Due to the tower's location being close to an active fault in a highly seismic region and also subjected to typhoon winds, the St. Francis Shangri-La Place was the first building in the world to feature a revolutionary ‘damping’ system designed by international engineering company Ove Arup & Partners. The new system, which minimizes the standard wobble in high-rise buildings, employs the same technology used to strengthen the Millennium Bridge in London. This makes the St. Francis Shangri-La Place one of the safest buildings.
The usual methods employed to strengthen buildings are to reinforce it with significant extra structure or to install tuned mass dampers. Both methods are not only expensive, but also make the building stiffer and heavier while consuming valuable space. The Arup solution works by inserting Viscous Dampers into the St. Francis Shangri-La Place to act as energy absorbers and damp out vibrations. Viscous dampers connect deep reinforced concrete outriggers from the central core of each building to the perimeter columns at one level.

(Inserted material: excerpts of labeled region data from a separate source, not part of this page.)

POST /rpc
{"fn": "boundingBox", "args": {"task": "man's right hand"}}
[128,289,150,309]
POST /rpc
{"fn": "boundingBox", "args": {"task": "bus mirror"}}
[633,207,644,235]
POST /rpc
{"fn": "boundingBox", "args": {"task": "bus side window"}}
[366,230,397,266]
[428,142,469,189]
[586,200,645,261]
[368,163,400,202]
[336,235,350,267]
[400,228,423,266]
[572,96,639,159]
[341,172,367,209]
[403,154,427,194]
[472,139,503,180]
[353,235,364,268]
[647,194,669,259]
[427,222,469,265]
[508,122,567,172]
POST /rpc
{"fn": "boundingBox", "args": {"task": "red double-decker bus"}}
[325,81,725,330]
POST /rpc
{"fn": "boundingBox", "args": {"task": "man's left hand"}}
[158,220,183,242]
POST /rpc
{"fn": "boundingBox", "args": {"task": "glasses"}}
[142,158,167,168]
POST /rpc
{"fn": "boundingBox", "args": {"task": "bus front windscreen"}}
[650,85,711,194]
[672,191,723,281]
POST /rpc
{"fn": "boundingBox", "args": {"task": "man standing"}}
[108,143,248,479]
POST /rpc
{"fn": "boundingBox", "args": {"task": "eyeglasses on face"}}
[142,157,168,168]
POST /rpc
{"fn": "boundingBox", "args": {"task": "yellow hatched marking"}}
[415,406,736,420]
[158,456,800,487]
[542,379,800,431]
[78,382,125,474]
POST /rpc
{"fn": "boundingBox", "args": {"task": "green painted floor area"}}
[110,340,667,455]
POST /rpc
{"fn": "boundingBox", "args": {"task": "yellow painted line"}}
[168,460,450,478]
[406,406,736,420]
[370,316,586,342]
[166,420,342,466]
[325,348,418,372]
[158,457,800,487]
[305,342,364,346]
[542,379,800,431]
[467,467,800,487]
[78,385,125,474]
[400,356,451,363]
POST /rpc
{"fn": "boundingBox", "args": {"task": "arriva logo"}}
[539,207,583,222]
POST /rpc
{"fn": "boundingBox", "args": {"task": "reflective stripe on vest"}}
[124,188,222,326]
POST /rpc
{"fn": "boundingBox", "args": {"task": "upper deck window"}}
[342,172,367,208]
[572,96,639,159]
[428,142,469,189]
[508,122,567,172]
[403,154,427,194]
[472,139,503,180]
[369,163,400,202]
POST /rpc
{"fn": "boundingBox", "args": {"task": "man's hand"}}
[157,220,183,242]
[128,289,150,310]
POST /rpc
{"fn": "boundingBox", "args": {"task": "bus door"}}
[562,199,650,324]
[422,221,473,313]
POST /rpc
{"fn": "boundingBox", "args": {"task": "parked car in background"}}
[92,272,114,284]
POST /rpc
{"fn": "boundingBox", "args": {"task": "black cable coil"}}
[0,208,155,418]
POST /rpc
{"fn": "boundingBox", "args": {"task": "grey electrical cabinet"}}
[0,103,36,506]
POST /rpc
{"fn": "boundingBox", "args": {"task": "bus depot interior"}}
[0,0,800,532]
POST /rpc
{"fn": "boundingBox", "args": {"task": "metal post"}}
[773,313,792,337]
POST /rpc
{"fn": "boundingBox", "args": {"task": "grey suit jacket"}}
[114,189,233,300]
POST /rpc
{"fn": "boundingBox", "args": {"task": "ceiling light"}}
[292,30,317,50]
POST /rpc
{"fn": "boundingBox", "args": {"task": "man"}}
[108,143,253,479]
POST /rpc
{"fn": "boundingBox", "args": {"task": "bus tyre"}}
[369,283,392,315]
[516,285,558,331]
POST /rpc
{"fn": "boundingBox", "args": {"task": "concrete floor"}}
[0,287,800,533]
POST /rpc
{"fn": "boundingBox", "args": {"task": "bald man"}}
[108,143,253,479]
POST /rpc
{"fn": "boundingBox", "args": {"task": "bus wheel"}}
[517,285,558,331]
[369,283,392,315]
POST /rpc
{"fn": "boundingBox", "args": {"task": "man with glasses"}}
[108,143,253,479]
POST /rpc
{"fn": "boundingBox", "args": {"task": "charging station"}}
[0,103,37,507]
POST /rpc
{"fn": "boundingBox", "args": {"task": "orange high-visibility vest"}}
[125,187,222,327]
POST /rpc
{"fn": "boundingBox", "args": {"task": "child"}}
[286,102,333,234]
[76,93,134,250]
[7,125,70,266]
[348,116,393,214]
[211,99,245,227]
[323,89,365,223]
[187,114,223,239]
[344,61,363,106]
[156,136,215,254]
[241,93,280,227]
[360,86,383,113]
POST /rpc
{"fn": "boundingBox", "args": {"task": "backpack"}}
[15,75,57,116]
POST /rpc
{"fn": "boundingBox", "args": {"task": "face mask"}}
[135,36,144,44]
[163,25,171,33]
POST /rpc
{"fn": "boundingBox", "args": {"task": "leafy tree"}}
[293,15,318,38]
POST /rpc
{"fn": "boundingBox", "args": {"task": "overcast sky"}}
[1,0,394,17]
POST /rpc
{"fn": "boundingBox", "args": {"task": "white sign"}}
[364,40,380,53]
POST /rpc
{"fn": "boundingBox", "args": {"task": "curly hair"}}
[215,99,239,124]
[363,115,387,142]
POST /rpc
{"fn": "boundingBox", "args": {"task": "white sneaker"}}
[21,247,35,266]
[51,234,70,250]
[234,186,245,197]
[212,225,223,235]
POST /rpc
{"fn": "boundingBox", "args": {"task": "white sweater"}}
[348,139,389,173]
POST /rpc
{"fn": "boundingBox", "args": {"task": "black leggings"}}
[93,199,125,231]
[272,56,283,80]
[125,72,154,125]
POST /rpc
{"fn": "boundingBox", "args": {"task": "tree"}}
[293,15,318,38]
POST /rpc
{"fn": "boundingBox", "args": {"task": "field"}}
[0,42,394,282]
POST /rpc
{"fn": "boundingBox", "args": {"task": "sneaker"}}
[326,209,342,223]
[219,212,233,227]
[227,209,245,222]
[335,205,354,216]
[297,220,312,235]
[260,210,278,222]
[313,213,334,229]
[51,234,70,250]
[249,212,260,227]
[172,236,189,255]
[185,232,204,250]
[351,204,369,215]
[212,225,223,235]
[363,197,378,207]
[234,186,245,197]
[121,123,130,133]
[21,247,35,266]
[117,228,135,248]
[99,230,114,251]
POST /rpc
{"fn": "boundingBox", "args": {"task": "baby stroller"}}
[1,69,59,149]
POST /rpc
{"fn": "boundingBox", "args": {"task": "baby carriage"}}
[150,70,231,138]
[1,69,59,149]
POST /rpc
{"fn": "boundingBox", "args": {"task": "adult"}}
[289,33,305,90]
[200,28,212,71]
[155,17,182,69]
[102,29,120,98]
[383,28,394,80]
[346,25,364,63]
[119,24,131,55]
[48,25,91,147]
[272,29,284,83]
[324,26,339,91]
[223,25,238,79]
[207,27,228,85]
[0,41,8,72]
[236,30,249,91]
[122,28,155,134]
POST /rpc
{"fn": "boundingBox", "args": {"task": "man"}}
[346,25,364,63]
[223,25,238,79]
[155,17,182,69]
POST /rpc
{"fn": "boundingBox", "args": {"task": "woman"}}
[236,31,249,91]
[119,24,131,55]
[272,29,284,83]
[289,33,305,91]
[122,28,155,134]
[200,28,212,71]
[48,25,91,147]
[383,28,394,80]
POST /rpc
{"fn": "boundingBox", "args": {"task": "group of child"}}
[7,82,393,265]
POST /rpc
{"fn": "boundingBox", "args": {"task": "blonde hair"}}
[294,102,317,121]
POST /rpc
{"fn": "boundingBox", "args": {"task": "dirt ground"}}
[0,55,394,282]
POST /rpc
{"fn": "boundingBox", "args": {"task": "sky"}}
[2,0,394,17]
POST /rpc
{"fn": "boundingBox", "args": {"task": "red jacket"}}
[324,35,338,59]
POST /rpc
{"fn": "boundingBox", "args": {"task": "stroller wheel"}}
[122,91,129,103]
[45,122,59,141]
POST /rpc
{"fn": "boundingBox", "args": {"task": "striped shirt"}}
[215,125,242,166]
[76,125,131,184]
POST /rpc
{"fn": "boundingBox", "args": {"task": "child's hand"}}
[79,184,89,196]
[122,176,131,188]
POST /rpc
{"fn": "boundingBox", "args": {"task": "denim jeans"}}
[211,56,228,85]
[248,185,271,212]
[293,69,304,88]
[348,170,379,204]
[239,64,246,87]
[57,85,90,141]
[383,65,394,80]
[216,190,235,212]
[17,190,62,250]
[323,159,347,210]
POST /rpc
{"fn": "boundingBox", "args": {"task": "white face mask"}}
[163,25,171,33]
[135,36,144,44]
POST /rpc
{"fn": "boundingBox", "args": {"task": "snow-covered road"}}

The added damping so derived, in excess of 6% of critical controls wind-induced motions, achieving occupant comfort objectives, and reduces the design wind overturning moment by a factor of 1.7. Not only is this a lower-cost solution, it is also more sustainable as it uses less material, and leaves more valuable space inside the building.
Reductions in the quantities of concrete and reinforcing steel in the St Francis Towers structure due to the incorporation of the Arup damping system and performance based seismic design saved the building's developer in excess of $5 million in construction cost and more net floor space (through smaller columns and core walls, and no need for space for TMDs).